ICANN ICANN Email List Archives

[ft-implementation]


<<< Chronological Index >>>    <<< Thread Index >>>

Re: Public Comment: Fast Track Proposed Solutions

  • To: ft-implementation@xxxxxxxxx
  • Subject: Re: Public Comment: Fast Track Proposed Solutions
  • From: Eric Brunner-Williams <ebw@xxxxxxxxxxxxxxxxxxxx>
  • Date: Fri, 20 Feb 2009 13:59:11 -0500

The following are some text change suggestions and supporting rhetoric (or rationale if the reader is feeling generous) for the suggested
changes to the recent Proposed Solutions.

Page 2, Section I

The first bullet item could be qualified, the IDN Table is not a tabular listing of all characters available for some purpose, but a listing of all characters, other than the ASCII LDH set, from some character repertoire other than the ASCII set. Mentioning Unicode as the character repertoire would be useful too.

The fourth bullet is incorrect. It places the utility for definition of variant characters in typographic similarities. The set of typographically dissimilar characters 'that have "the same meaning" when used in domain name registrations' is vastly greater than the set of typographically similar characters. The utility for recognizing equivalent meanings, e.g., between typographically dissimilar Simplified Chinese and Tradition Chinese characters, and for typographically dissimilar Abenaki orthographic convention equivalence class {8, w, ou, and U+0222, U+0223}, is not to prevent confusion arising from dissimilar meaning associated with visually similar characters, but to prevent confusion arising from dissimilar meaning associated with visually dissimilar characters.

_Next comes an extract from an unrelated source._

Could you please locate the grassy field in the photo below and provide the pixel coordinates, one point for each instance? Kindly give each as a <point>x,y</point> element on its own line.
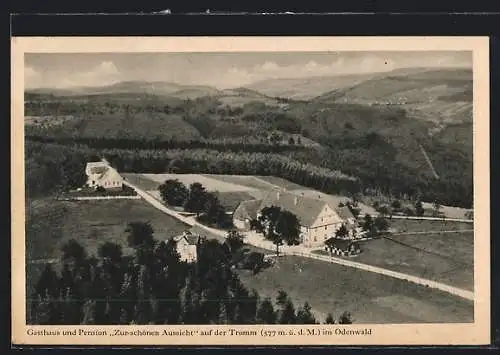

This error is repeated in the expanded discussion in page 4, Section III, which states the benefits of equivalence only in terms of visual similarity. This is equivalent to claiming that the only motivation for exercising any care with any subset of the character repertoire(s), or for IDNs in the first place, is typo-squatting on famous marks.

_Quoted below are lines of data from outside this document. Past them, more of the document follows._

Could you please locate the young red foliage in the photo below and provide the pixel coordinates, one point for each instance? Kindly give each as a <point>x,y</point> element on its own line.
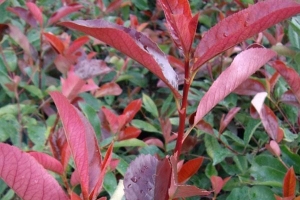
<point>64,11</point>
<point>242,25</point>
<point>189,169</point>
<point>26,176</point>
<point>243,65</point>
<point>131,43</point>
<point>289,183</point>
<point>36,12</point>
<point>83,144</point>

The test for true meaning is either to state that SC/TC and similar character equivalencies are not "variants" and ICANN will discard any SC/TC and similar table data submitted as IDN table data.

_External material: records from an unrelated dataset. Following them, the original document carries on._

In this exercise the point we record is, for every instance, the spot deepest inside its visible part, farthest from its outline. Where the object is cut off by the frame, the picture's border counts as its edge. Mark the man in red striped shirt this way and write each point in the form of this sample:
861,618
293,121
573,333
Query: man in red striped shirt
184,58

Page 3, Section I, continued

The sixth bullet is unclear. What support will ICANN provide to applicants when requested?

The seventh bullet could be restated as "If a sequence of characters applied for by a Fast Track Program applicant ccTLD, or any subsequent applicant, contains any characters which are defined as being in a variation set in any IDN table previously submitted to ICANN, the application would result in an entry into the IANA root only if an undefined "user confusion" test has an under-defined outcome."

Page 4, Section IV, para 1 refers to a "speech community". This should be "writing community", or simply "language community", and "language authority or authorities" is even better. The plural is probably the better choice, I couldn't abide by George W. Bush's "English" and I'm sure the US isn't the only odd-stakeholder that is intellectually broken from time to time, or permanently on language authority issues.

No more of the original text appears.